What is the Azure Machine Learning Data Prep SDK for Python?

The Azure Machine Learning Data Prep SDK helps data scientists explore, cleanse and transform data for machine learning workflows in any Python environment.

This python SDK includes the following functionality:

How does it differ?

The Azure Machine Learning Data Prep SDK offers an intelligent and scalable experience for essential data preparation scenarios, while maintaining interoperability with common data analysis libraries.

Key benefits to the SDK:

  • Cross-platform functionality. You can interact with the SDK in any Python environment alongside familiar libraries. Write with a single SDK and run it on Windows, macOS, or Linux.

  • Intelligent transformations powered by AI, including grouping similar values to their canonical form and deriving columns by examples without custom code.

  • Capability to work with large, multiple files of different schema.

  • Scalability on a single machine by streaming data during processing rather than loading into memory.
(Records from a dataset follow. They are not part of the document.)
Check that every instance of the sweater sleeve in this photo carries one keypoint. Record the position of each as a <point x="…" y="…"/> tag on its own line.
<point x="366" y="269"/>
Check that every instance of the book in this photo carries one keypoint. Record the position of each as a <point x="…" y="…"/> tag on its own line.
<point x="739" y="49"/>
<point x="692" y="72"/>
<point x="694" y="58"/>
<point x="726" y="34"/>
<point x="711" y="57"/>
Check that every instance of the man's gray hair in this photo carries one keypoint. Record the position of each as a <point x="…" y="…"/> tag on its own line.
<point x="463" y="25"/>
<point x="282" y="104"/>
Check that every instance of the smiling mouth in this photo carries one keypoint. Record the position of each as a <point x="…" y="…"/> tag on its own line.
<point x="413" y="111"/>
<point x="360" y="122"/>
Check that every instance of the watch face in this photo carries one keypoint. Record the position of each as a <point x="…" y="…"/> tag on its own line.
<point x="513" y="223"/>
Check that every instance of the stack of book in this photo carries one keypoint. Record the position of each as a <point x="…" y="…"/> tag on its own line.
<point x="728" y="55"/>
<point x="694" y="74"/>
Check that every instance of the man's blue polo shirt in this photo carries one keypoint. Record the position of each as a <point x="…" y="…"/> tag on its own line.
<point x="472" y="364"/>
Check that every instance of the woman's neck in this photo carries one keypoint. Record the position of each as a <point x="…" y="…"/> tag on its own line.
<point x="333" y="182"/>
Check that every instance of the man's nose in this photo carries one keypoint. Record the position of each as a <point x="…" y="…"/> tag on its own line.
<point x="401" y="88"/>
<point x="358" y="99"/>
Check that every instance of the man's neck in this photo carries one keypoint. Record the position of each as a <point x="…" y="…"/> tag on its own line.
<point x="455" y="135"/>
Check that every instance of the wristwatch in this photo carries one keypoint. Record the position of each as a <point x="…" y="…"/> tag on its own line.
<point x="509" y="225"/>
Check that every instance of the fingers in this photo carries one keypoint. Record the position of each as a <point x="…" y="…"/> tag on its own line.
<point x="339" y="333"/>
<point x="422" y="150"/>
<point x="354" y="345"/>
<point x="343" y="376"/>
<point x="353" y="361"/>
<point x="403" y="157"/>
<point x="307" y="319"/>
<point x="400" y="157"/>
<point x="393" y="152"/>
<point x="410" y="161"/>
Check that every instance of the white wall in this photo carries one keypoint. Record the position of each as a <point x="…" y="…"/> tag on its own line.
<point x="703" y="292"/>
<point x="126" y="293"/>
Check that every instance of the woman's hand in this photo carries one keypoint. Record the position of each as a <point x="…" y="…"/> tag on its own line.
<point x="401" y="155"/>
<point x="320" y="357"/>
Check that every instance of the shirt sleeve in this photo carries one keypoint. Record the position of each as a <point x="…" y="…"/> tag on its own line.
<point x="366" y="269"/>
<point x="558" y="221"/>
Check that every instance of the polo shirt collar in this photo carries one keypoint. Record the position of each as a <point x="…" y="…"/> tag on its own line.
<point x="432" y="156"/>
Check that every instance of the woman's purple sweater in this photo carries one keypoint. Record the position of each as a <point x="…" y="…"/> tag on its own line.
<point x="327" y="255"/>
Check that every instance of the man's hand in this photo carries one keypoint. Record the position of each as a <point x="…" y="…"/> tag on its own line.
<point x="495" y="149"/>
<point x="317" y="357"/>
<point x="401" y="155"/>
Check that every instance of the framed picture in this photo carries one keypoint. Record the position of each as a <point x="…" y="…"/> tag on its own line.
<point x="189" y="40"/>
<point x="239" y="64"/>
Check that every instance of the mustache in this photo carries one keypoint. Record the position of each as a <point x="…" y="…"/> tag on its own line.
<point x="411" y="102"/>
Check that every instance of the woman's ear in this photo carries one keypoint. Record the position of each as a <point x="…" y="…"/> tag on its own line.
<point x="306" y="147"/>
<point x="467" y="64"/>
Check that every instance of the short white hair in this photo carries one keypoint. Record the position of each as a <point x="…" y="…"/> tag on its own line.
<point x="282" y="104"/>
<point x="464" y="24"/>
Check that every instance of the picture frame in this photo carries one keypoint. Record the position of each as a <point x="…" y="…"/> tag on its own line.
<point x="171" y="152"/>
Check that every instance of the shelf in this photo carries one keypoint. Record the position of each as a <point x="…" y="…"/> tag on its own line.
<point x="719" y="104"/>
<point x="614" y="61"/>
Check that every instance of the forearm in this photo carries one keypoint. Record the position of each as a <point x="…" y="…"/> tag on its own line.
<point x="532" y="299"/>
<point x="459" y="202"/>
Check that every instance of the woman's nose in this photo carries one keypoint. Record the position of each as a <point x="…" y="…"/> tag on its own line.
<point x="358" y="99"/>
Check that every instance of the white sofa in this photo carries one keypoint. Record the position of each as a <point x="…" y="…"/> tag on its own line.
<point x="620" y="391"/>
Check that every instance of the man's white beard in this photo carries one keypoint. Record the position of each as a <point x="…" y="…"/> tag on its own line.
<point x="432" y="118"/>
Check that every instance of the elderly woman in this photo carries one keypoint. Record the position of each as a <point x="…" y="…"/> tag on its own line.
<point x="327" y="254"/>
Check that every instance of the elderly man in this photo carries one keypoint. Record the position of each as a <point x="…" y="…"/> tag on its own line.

  • Seamless integration with other Azure Machine Learning services. You can simply pass your prepared data file into [AutoMLConfig] object for automated machine learning training.

Install SDK & import

The Data Prep SDK requires a 64-bit Python environment.

To install the SDK, use the following command:

pip install --upgrade azureml-dataprep

If you intend to use pandas or read Parquet files, use the following command instead:

pip install --upgrade azureml-dataprep[pandas,parquet]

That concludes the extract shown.